- Pedubast I's bronze torso at the Gulbenkian Museum, Lisbon, Portugal

Pharaoh
- Reign: 835/824 BC–810/799 BC
- Predecessor: Takelot II
- Successor: Shoshenq VI
- Royal titulary

Prenomen
Usermaatre Setepenamun Wsr-M3ˁt-Rˁ-stp-n-Jmn Powerful is the justice of Ra, the chosen one of Amun
| M23 X1 | L2 X1 | < | N5 / F12 / C10 / M17 / Y5 n / U21 n | > |

Nomen
Meriamun Padibastet mry-Jmn p3-dj-Bstt Beloved of Amun, the gift of Bastet
| G39 / N5 |  |  |
- Children: Iuput I
- Dynasty: 23rd Dynasty

= Pedubast I =

Egyptian pharaoh

Pedubastis I or Pedubast I was an Upper Egyptian Pharaoh of ancient Egypt during the 9th century BC.

==Biography==
Based on lunar dates which are known to belong to the reign of his rival Takelot II in Upper Egypt and the fact that Pedubast I first appeared as a local king at Thebes around Year 11 of Takelot II's rule, Pedubast I is today believed to have had his accession date in either 835 BC or 824 BC. This local Pharaoh is recorded as being of Libyan ancestry and ruled Egypt for 25 years according to the redaction of Manetho done by Eusebius.

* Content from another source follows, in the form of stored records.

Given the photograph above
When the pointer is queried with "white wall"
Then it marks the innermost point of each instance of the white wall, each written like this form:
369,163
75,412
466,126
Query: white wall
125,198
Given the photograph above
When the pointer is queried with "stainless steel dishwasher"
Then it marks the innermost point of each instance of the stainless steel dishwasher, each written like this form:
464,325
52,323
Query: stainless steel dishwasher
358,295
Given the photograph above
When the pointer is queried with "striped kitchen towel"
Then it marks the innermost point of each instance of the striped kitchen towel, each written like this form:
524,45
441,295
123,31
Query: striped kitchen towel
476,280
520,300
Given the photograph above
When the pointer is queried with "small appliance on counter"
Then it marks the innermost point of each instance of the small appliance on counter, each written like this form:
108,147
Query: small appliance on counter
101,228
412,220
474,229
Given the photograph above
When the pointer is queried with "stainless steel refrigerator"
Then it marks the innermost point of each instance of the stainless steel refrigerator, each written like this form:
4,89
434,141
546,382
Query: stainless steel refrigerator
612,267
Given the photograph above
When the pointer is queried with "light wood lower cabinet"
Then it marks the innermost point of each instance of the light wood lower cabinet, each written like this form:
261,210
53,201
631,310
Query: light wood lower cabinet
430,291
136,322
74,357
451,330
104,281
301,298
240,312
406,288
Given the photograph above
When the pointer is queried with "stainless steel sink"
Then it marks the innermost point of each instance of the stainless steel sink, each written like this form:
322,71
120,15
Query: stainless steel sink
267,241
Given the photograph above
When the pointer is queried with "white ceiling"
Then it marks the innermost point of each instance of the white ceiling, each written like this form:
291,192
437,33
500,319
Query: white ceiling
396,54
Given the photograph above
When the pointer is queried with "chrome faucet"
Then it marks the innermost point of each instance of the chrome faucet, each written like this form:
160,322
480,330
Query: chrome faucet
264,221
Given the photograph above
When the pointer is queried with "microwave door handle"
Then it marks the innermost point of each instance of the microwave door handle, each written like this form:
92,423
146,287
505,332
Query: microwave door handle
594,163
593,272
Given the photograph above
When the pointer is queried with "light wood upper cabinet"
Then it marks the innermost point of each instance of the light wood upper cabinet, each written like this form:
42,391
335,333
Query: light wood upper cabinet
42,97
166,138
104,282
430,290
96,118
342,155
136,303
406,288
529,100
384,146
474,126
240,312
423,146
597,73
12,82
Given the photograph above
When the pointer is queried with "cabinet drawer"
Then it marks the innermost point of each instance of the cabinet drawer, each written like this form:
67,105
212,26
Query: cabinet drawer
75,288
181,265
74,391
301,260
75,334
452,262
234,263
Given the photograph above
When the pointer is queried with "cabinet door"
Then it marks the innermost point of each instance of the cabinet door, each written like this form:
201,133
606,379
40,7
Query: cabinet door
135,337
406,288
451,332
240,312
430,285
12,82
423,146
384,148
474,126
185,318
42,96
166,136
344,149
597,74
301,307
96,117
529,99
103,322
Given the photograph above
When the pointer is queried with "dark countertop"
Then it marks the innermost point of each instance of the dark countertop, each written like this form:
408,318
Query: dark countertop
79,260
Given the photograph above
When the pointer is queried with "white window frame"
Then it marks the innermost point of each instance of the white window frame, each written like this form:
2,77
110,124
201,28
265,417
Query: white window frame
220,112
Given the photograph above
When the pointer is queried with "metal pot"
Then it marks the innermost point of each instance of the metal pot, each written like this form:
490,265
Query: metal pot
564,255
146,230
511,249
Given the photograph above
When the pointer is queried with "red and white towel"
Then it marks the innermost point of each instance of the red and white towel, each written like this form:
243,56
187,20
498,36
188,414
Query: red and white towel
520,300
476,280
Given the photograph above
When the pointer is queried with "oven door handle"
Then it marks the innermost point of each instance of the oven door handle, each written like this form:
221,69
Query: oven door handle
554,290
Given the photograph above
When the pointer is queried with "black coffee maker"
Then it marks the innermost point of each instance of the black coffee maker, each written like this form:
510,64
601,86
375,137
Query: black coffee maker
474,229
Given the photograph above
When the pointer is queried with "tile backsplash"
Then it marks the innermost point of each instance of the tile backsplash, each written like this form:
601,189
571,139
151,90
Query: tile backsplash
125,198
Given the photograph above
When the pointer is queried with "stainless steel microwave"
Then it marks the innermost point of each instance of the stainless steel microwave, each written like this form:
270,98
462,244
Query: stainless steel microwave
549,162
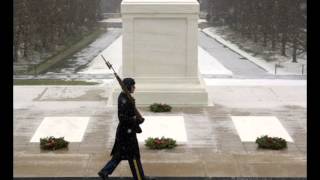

He first became king at Thebes in Year 8 of Shoshenq III and his highest dated Year is his 23rd Year according to Nile Level Text No. 29. This year is equivalent to Year 31 of Shoshenq III of the Tanis based 22nd Dynasty of Egypt; however, since Shoshenq III only controlled Lower Egypt in Memphis and the Delta region, Pedubast and Shoshenq III were not political rivals and may even have established a relationship. Indeed, Shoshenq III's son, the general and army leader Pashedbast B "built a vestibule door to Pylon X at Karnak, and in one and the same commemorative text thereon named his father as [king] Sheshonq (III)" but dated his actions here to Pedubast I. This may show some tacit support for the Pedubast faction by the Tanite-based 22nd dynasty king Shoshenq III.

Pedubast I was the main opponent to Takelot II and later, Osorkon B, of the 23rd Dynasty of Libyan kings of Upper Egypt at Thebes. His accession to power plunged Thebes into a protracted civil war which lasted for nearly three decades between these two competing factions. Each faction had a rival line of High Priests of Amun with Pedubast's being Harsiese B who is attested in office as early as Year 6 of Shoshenq III and then Takelot E who appears in office from Year 23 of Pedubast I. Osorkon B was Pedubast I and Harsiese's chief rival. This conflict is obliquely mentioned in the famous Chronicle of Prince Osorkon at Karnak. He was succeeded in power by Shoshenq VI.

==Pedubast's bronze torso==
The richly inlaid torso from a bronze statue that originally depicted Pedubast I is today on permanent display in the Calouste Gulbenkian Museum in Lisbon, Portugal and is considered to be one of the great masterpieces of Egyptian Third Intermediate Period Art. This object was purchased by Calouste Gulbenkian from December 13–16, 1921, from Frederik Muller & Cie through the well-known art dealer Joseph Duveen. The Pedubast statue is extremely rare since it is one of the very few large-sized bronze statues of Egyptian kings in existence and the only large surviving bronze one known for the Third Intermediate Period. The restored cartouches on the belt buckle and feather apron read respectively as: "Usermaatre-Chosen-of-Amun, Pedubaste Son-of-Bastet-Beloved of Amun" and "King of Upper and Lower Egypt, Lord of the Two Lands, Usermaatre-Chosen-of-Amun, Son of Re, Lord of Diadems, Pedubastet-Son-of-Bastet-Beloved-of-Amun." This object's provenance is not known but it is first recorded as being in the collection of Count Grigory Stroganoff (1829–1910), a member of the famous Russian family of connoisseurs and collectors, in 1880.